Triage and containment:

  • Assess the scope of the incident
  • Stop ongoing damage
  • Preserve evidence

Investigation:

  • Determine how attackers got in
  • Identify what was accessed or stolen
  • Find any persistence mechanisms
  • Map the full extent of compromise

Eradication:

  • Remove attacker access
  • Patch vulnerabilities that were exploited
  • Rebuild compromised systems

Recovery:

  • Restore systems to operation
  • Verify security of restored environment
  • Return to normal operations

Reporting:

  • Document what happened
  • Provide evidence for insurance/legal
  • Deliver recommendations for prevention

Common Incident Response Mistakes

Powering off systems: This destroys volatile evidence. Disconnect from network instead.

Investigating on compromised systems: Attackers might be watching. Use separate clean systems.

Contacting attackers yourself: If negotiation is needed, let professionals handle it.

Rushing to “fix” things: Cleaning up before understanding the problem can destroy evidence and miss persistence.

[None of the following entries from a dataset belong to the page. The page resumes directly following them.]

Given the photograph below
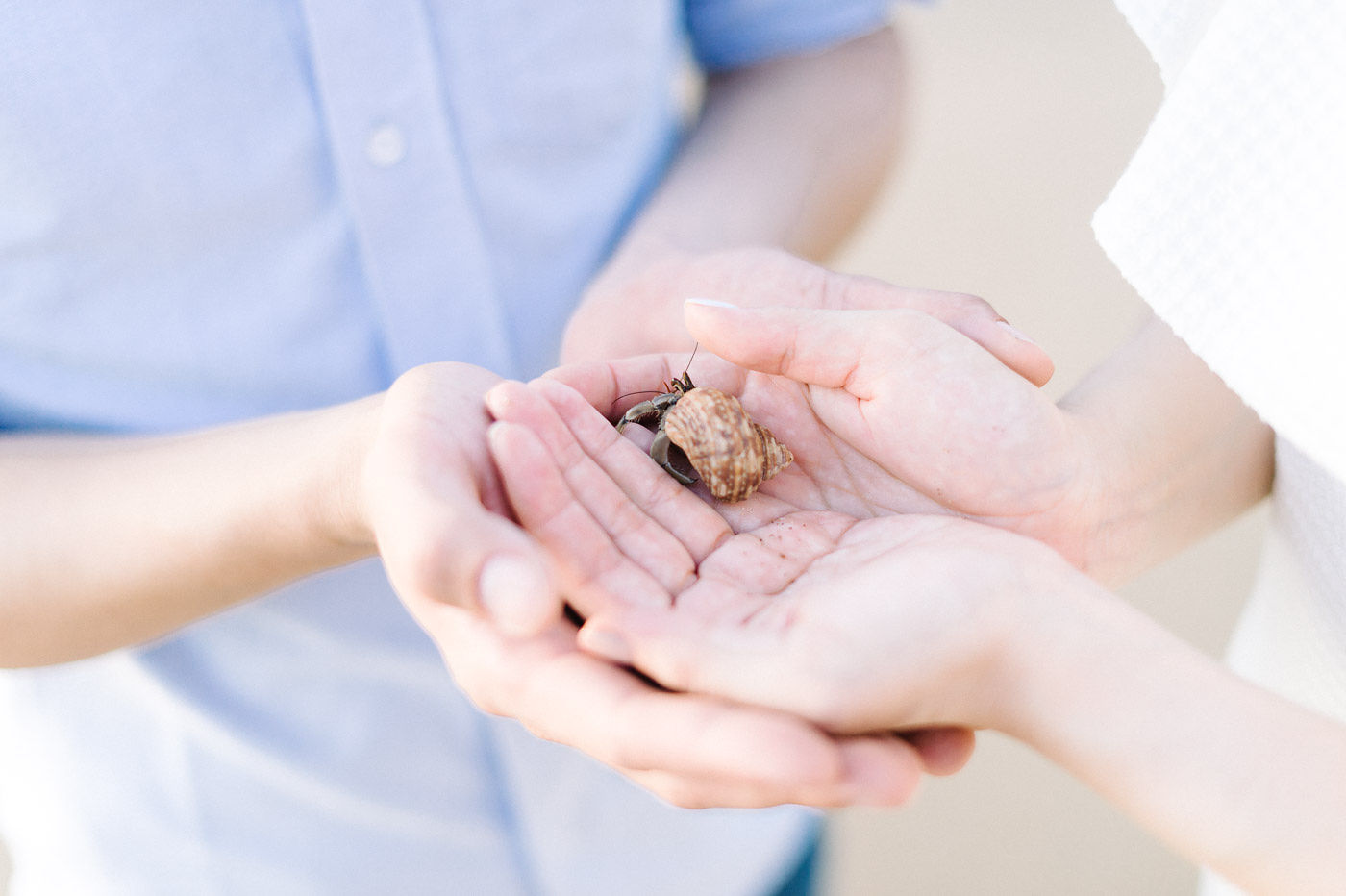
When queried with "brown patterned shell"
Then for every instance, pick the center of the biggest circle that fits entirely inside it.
(730, 452)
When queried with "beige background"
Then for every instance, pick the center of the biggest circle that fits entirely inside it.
(1022, 116)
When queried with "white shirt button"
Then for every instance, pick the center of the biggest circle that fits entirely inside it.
(386, 145)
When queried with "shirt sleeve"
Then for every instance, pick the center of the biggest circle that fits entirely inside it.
(730, 34)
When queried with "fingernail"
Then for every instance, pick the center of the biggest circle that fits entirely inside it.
(514, 591)
(606, 643)
(1013, 331)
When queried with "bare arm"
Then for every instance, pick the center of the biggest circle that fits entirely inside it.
(787, 154)
(1173, 452)
(112, 541)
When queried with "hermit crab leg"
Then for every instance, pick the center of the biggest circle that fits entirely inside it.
(660, 452)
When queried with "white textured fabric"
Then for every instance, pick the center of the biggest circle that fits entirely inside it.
(1231, 222)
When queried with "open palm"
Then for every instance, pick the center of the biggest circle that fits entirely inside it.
(641, 552)
(885, 411)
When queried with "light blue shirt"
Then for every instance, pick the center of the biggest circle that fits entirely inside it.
(215, 212)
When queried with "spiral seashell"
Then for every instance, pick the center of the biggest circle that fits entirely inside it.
(731, 454)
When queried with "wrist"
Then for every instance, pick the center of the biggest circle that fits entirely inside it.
(1050, 654)
(338, 494)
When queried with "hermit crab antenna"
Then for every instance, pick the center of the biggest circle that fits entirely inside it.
(639, 391)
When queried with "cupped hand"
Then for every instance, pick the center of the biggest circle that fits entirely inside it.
(638, 311)
(628, 538)
(885, 411)
(485, 593)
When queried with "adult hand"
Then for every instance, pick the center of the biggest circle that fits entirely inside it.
(482, 589)
(625, 535)
(636, 311)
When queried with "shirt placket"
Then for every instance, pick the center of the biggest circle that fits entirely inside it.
(401, 177)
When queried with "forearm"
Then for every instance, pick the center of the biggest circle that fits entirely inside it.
(1175, 454)
(1229, 775)
(112, 541)
(787, 154)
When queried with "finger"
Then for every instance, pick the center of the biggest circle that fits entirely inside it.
(695, 524)
(944, 751)
(615, 385)
(591, 564)
(975, 317)
(625, 517)
(621, 720)
(458, 553)
(710, 653)
(832, 349)
(877, 771)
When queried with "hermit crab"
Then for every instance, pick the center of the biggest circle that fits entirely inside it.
(716, 437)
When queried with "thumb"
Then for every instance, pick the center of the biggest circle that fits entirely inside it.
(474, 559)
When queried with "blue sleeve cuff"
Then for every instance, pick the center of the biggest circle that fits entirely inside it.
(731, 34)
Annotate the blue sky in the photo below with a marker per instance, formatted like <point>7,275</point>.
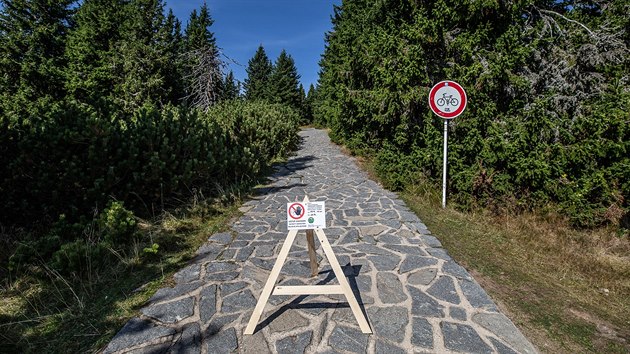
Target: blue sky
<point>241,25</point>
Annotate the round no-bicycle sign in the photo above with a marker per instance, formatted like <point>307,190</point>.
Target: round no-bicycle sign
<point>447,99</point>
<point>296,211</point>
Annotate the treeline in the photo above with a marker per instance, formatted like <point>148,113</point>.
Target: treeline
<point>111,110</point>
<point>548,85</point>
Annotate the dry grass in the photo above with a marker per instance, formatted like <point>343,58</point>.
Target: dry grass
<point>568,290</point>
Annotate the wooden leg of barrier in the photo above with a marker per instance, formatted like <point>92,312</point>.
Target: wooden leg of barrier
<point>310,239</point>
<point>341,277</point>
<point>271,282</point>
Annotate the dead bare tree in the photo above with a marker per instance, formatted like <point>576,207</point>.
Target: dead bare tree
<point>205,77</point>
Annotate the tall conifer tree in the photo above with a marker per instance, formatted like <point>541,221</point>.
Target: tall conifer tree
<point>231,88</point>
<point>285,82</point>
<point>90,50</point>
<point>259,69</point>
<point>204,77</point>
<point>31,51</point>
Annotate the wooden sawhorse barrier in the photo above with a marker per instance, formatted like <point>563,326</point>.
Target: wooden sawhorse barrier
<point>342,289</point>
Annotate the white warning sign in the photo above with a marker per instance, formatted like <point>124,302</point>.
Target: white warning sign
<point>304,216</point>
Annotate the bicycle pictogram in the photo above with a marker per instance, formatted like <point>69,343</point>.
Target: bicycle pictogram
<point>447,100</point>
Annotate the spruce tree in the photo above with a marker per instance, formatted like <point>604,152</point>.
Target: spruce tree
<point>231,88</point>
<point>171,38</point>
<point>285,82</point>
<point>91,50</point>
<point>259,70</point>
<point>31,51</point>
<point>141,59</point>
<point>204,78</point>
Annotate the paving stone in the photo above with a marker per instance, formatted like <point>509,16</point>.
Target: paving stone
<point>392,224</point>
<point>210,251</point>
<point>254,344</point>
<point>237,245</point>
<point>382,347</point>
<point>431,241</point>
<point>238,302</point>
<point>390,289</point>
<point>389,239</point>
<point>171,312</point>
<point>384,263</point>
<point>218,324</point>
<point>190,340</point>
<point>476,296</point>
<point>501,348</point>
<point>188,274</point>
<point>265,264</point>
<point>136,332</point>
<point>463,338</point>
<point>294,344</point>
<point>227,254</point>
<point>408,216</point>
<point>216,267</point>
<point>244,253</point>
<point>352,236</point>
<point>264,250</point>
<point>222,342</point>
<point>297,268</point>
<point>395,248</point>
<point>348,339</point>
<point>422,276</point>
<point>421,333</point>
<point>166,294</point>
<point>452,268</point>
<point>389,322</point>
<point>371,249</point>
<point>221,276</point>
<point>444,289</point>
<point>160,348</point>
<point>222,237</point>
<point>286,321</point>
<point>504,328</point>
<point>412,262</point>
<point>439,253</point>
<point>228,288</point>
<point>423,305</point>
<point>458,313</point>
<point>406,234</point>
<point>207,303</point>
<point>407,250</point>
<point>245,236</point>
<point>372,230</point>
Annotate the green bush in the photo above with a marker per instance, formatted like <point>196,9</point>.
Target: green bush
<point>118,224</point>
<point>547,119</point>
<point>69,159</point>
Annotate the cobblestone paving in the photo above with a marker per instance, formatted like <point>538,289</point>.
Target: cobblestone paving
<point>415,297</point>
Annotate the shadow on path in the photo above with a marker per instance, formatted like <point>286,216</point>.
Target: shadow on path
<point>350,271</point>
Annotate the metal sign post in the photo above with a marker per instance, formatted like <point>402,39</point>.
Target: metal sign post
<point>445,162</point>
<point>447,99</point>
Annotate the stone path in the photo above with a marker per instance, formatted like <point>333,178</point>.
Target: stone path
<point>415,297</point>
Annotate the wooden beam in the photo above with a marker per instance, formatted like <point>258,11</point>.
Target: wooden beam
<point>308,290</point>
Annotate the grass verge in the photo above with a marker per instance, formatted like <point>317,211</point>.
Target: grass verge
<point>567,290</point>
<point>42,311</point>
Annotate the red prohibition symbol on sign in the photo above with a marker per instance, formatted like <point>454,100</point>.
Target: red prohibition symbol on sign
<point>447,99</point>
<point>296,211</point>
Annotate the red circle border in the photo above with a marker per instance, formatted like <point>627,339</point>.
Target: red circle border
<point>298,218</point>
<point>459,89</point>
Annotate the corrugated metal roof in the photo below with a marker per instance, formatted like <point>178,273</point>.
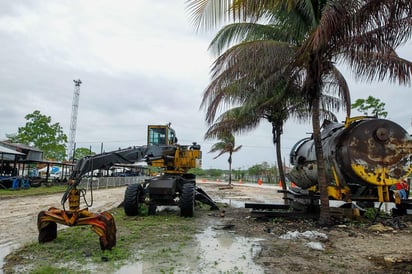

Not preserving logs: Evidence can be overwritten. Export and preserve logs early.

Communicating on compromised channels: If email is compromised, don’t discuss the incident via email.

Building Response Capability

Before an incident happens:

Have contacts ready:

  • IT support emergency line
  • Cyber insurance claims contact
  • Incident response firm (your insurance might mandate one)
  • ACSC ReportCyber URL

Know your systems:

  • What’s critical
  • Where data lives
  • How to isolate systems
  • Who has admin access

Document your environment:

  • Network diagrams
  • System inventories
  • Critical process documentation
  • Backup locations and access

Test your response:

  • Tabletop exercises
  • Know who makes what decisions
  • Practice communication chains

The Decision Framework

Simple framework for incident decisions:

Level 1: Monitor and investigate

  • Single suspicious indicator
  • No confirmed compromise
  • Normal IT support can investigate

Level 2: Contain and assess

  • Multiple indicators or single severe indicator
  • Possible but unconfirmed compromise
  • IT support with potential escalation

Level 3: Full incident response

  • Confirmed compromise
  • Data potentially affected
  • Regulatory implications
  • Insurance claim likely
  • Call the specialists

When in doubt, escalate. The cost of overreacting is much less than the cost of underreacting.

Final Thought

Recognising and responding to incidents is a skill. The more you think about it before an incident, the better you’ll handle one when it happens.

You don’t need to be an expert. You need to be prepared enough to recognise when experts are needed, and have the contacts to reach them quickly.

That preparation could be the difference between a contained incident and a business-ending breach.